19 Kasım 2022 Cumartesi

DOSTLARI ANLATIYOR/FETHİ GEMUHLUOĞLU

 Ergun Göze… Fethi Ağabey’in asıl mesleği neydi? O, bir insan mühendisiydi. Statiği, dinamiği ve bilhassa iç mimarisiyle… Şantiyesi, bir kahve masası, bir ziyafet odası ve son yıllarda başında bulunduğu vakıftı. Kendisini, başında bulunduğu vakfa, vakfetmişti. Burs verdiği çocuklar Türkiye’nin istikbaliydi. Rüyasında bile onlarla meşguldü. Onların rüyalarıyla meşguldü. Kadirbilmezlik onun kalbini en çok yaralayan şeydi. Çünkü bu, bir cemiyetin felaket sebebiydi.

Onun, en büyük tarafı, “Ehl-i Tevhid” oluşudur. Nitekim cenaze merasiminde bunu göstermiştir. Belki aynı inançta oldukları halde birbirleriyle kanlı-bıçaklı olanlar onun cenaze merasiminde birleştiler. Eğer bundan ibret alabilselerdi, Fethi Ağabey yine cenazesiyle de en büyük hizmeti tamamıyla yapmış olurdu. İnşallah almış olsunlar. Mesela ben orada Cahit Tanyol’u gördüm. Onun için Sosyalist Kültür Derneği Başkanı değil, 1960’tan önce beş yüzüncü Fetih yıldönümü sıralarında Yeni Sabah gazetesinde Fethe dair, Türk Edebiyatının en güzel makalelerini yazan adamdır. O bunu unutmazdı. Bir insan kırk sene Müslümanlık namına her şey yaptı da bir ayağı sürçse silip atıyoruz. O ise tam aksine, bir defa İslam için bir şey yapsa onu unutmayan bir Muhammed’i yürekdi. Tabii bir anlayış ve bu vefa içerisindeydi. Dostluğu da düşmanlığı da bu çerçeve içindeydi.

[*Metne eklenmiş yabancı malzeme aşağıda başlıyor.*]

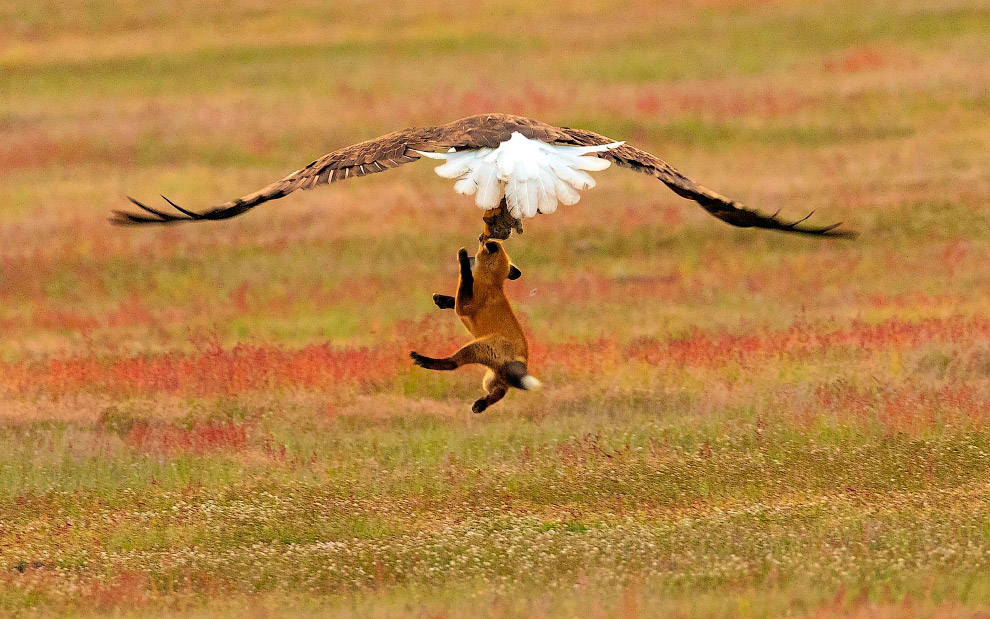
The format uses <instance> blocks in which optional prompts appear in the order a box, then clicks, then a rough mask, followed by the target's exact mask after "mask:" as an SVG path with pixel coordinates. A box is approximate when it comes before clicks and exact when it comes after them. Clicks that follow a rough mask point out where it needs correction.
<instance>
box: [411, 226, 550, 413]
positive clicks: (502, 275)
mask: <svg viewBox="0 0 990 619" xmlns="http://www.w3.org/2000/svg"><path fill="white" fill-rule="evenodd" d="M457 259H458V263H459V264H460V273H461V274H460V278H459V281H458V286H457V296H456V297H449V296H446V295H433V301H434V302H435V303H436V304H437V307H440V308H441V309H448V308H451V307H452V308H453V309H454V311H455V312H457V315H458V316H459V317H460V319H461V322H463V323H464V326H465V327H467V330H468V331H469V332H470V333H471V335H473V336H474V338H475V339H474V340H472V341H471V342H469V343H467V344H466V345H464V346H463V347H462V348H461V349H460V350H458V351H457V352H456V353H454V354H453V355H451V356H449V357H446V358H443V359H434V358H432V357H425V356H423V355H421V354H419V353H416V352H413V353H410V356H411V357H412V358H413V361H414V362H415V363H416V365H420V366H422V367H424V368H427V369H431V370H455V369H457V368H459V367H461V366H462V365H467V364H470V363H478V364H481V365H484V366H486V367H487V368H488V372H486V373H485V378H484V380H483V382H482V385H483V386H484V389H485V391H486V392H487V395H486V396H485V397H483V398H480V399H479V400H478V401H476V402H475V403H474V406H473V407H472V410H473V411H474V412H476V413H480V412H482V411H483V410H485V409H486V408H488V407H489V406H491V405H492V404H494V403H496V402H498V401H499V400H501V399H502V398H503V397H505V394H506V392H507V391H508V389H509V387H516V388H517V389H536V388H538V387H539V386H540V381H538V380H536V379H535V378H534V377H532V376H530V375H529V372H528V370H527V367H526V364H527V362H528V360H529V345H528V344H527V342H526V335H525V334H524V333H523V330H522V325H520V324H519V319H518V318H516V315H515V313H514V312H513V311H512V306H511V305H510V304H509V300H508V298H506V296H505V290H504V288H503V286H504V285H505V280H506V279H516V278H517V277H519V275H520V273H519V270H518V269H516V268H515V267H514V266H512V264H511V263H510V262H509V256H508V255H507V254H506V253H505V248H504V247H502V244H501V243H499V242H498V241H491V240H489V241H486V242H483V243H481V244H480V246H479V247H478V253H477V255H476V256H475V266H474V268H473V269H472V268H471V260H470V258H468V254H467V250H466V249H464V248H461V250H460V251H459V252H458V253H457Z"/></svg>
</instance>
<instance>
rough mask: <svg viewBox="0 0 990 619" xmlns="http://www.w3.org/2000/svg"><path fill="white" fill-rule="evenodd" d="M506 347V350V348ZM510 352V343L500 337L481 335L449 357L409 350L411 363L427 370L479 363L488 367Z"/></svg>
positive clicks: (505, 355)
mask: <svg viewBox="0 0 990 619" xmlns="http://www.w3.org/2000/svg"><path fill="white" fill-rule="evenodd" d="M507 348H508V350H506V349H507ZM510 352H511V344H509V343H508V342H507V341H505V340H504V339H502V338H497V337H492V336H488V337H483V338H480V339H477V340H474V341H473V342H470V343H468V344H465V345H464V346H463V347H461V349H460V350H458V351H457V352H455V353H454V354H452V355H451V356H449V357H445V358H443V359H435V358H433V357H427V356H424V355H421V354H419V353H418V352H411V353H409V356H410V357H412V360H413V363H415V364H416V365H418V366H421V367H424V368H426V369H428V370H456V369H457V368H459V367H461V366H462V365H468V364H471V363H480V364H481V365H486V366H488V367H494V366H495V365H496V359H499V358H505V357H506V356H507V355H508V354H509V353H510Z"/></svg>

Haşet Yayınevi’nden çıkarken rastladığı Feridun Cemal Erkin’i durdurur. “Beyefendi, sizin o “Boğazlar Meselesi” kitabınız ne kadar güzeldir. Tebriklerimi kabul ediniz, bu toplum sizin kıymetinizi bilmelidir, “der. Muhatabını memnun ve şaşkın bırakıp ayrılırken adeta cemiyetin unutkanlığını ferden ve şahsen telafiye uğraşırdı. O, güzelin, iyinin, doğrunun insan

için, insanlık için takipçisiydi. Ne kadar güzel konuşurdu. Anadolu kadar garip, Anadolu kadar zengin, Anadolu kadar verici, Anadolu kadar itilmiş o içli ve zarif insan, bu vatanın, bu vatanın insanlarının dostu, hemderdi, aşık-ı şeydası, “tutkunuydu.” İşte şimdi bütün Anadolu bir musalla taşı olmuş, onun üzerinde; Allah, sahib-i beyt ve ehli beyt muhabbetiyle kalbi dolu olan, bir “Türkmen Kocası” yatıyor.